VALLEY STREAM, N.Y. (CBSNewYork) -- It was a messy rescue in Valley Stream, Long Island Wednesday, as emergency crews had to pull a man from a storm pipe.

The man was safe late Wednesday afternoon, but as CBS2's Carolyn Gusoff reported, he has some explaining to do about why he needed rescuing in the first place.

The incident was reported to 911 at around 10:30 a.m. when people on the street reported hearing a voice of someone in distress at Corona Avenue and Higbie Street, CBS2's Gusoff reported. Neighbors did not know whether it was a child or an adult, or the exact source of the voice.

Robert Thomashow was the first to hear the cries to for help, as he worked outside his Valley Stream home.

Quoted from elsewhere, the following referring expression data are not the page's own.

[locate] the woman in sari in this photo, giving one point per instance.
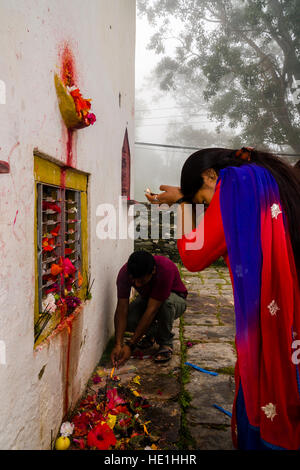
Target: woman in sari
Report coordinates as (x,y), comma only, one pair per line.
(252,220)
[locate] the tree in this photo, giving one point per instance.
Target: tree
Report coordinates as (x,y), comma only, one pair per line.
(241,56)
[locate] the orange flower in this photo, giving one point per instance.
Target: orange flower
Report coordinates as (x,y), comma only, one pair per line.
(80,279)
(55,231)
(47,244)
(56,269)
(80,103)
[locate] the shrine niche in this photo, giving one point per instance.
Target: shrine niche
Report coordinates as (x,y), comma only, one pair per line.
(4,167)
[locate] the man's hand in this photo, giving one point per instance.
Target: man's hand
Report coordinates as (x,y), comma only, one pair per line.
(169,196)
(124,355)
(116,354)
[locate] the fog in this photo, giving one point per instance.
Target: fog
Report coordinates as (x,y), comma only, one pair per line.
(202,86)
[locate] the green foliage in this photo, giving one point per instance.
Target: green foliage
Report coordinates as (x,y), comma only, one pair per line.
(240,57)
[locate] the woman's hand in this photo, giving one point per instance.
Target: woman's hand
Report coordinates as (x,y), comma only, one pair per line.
(169,196)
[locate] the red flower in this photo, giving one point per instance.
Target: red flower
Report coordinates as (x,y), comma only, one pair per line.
(91,118)
(80,103)
(101,437)
(113,398)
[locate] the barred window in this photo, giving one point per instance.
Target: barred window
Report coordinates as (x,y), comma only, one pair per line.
(60,260)
(126,167)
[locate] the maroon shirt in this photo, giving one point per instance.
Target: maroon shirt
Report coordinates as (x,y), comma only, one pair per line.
(164,281)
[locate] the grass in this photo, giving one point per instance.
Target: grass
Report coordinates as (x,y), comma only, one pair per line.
(186,440)
(107,352)
(226,370)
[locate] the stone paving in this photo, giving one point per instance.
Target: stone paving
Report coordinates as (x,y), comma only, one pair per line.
(208,324)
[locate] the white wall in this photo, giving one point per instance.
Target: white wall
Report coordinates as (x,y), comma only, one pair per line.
(101,34)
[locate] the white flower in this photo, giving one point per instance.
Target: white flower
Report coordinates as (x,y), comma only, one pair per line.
(273,307)
(275,210)
(49,304)
(270,411)
(66,429)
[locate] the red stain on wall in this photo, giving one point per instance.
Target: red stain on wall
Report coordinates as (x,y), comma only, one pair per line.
(70,161)
(69,78)
(68,68)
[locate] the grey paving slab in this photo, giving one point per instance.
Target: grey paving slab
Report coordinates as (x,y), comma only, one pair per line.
(206,391)
(201,319)
(212,439)
(212,355)
(214,333)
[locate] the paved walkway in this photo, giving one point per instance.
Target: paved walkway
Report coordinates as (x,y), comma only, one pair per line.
(182,398)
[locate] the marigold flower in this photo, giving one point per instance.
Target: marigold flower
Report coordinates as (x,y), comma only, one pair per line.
(101,437)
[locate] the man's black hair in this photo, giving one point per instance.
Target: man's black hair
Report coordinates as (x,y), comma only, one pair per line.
(140,263)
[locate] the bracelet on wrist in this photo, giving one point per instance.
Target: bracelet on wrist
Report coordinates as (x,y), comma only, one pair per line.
(180,200)
(131,345)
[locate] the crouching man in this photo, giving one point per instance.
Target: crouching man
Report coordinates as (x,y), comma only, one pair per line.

"I thought it was in the park, and then it kept on going, and I thought it was over here, and then down a little further," Thomashow said.

He could not figure out where the sound was coming from.

"Just moaning and yelling, yelling for help, so I called police," Thomashow said.

Soon, rescue crews descended on Thomashow's corner. The moans, responders quickly figured out that the voice was coming from a storm pipe buried five feet underground.

A man was inside the pipe and couldn't get out.

"If he had continued going forward, the pipe was getting smaller, so it would have made matters worse," said Malverne fire Chief James Lang. "Luckily, someone was able to hear him."

Malverne confined space rescue teams determined the man was inside a 24-inch pipe, 150 feet from the closes storm drain. They coaxed him into crawling backwards.

"Little by little, he backed himself out of the pipe, and then we harnessed him up and assisted him out of the hole," Lang said. "We kept constant contact with the victim. He basically crawled himself out, and then once he got into our hands, we packaged him up and brought him up to street level.

The rescue took 45 minutes. At last, the man emerged covered in muck, but alert, conscious and not seriously injured.

As to what he was doing in the storm drain, he offered first responders no explanation as firefighters hosed him down.

"He was in a storm drain, so we're not exactly sure of his entry point," Lang said.


Nassau County has a 60-mile network of open stream corridors -- pipes that move rainwater collected in catch basins. The man did not say as to where he entered the pipe and why.

Nassau County Public Works officials say this is the first such incident they are aware of. Police late Wednesday were investigating how the man entered the underground pipe network.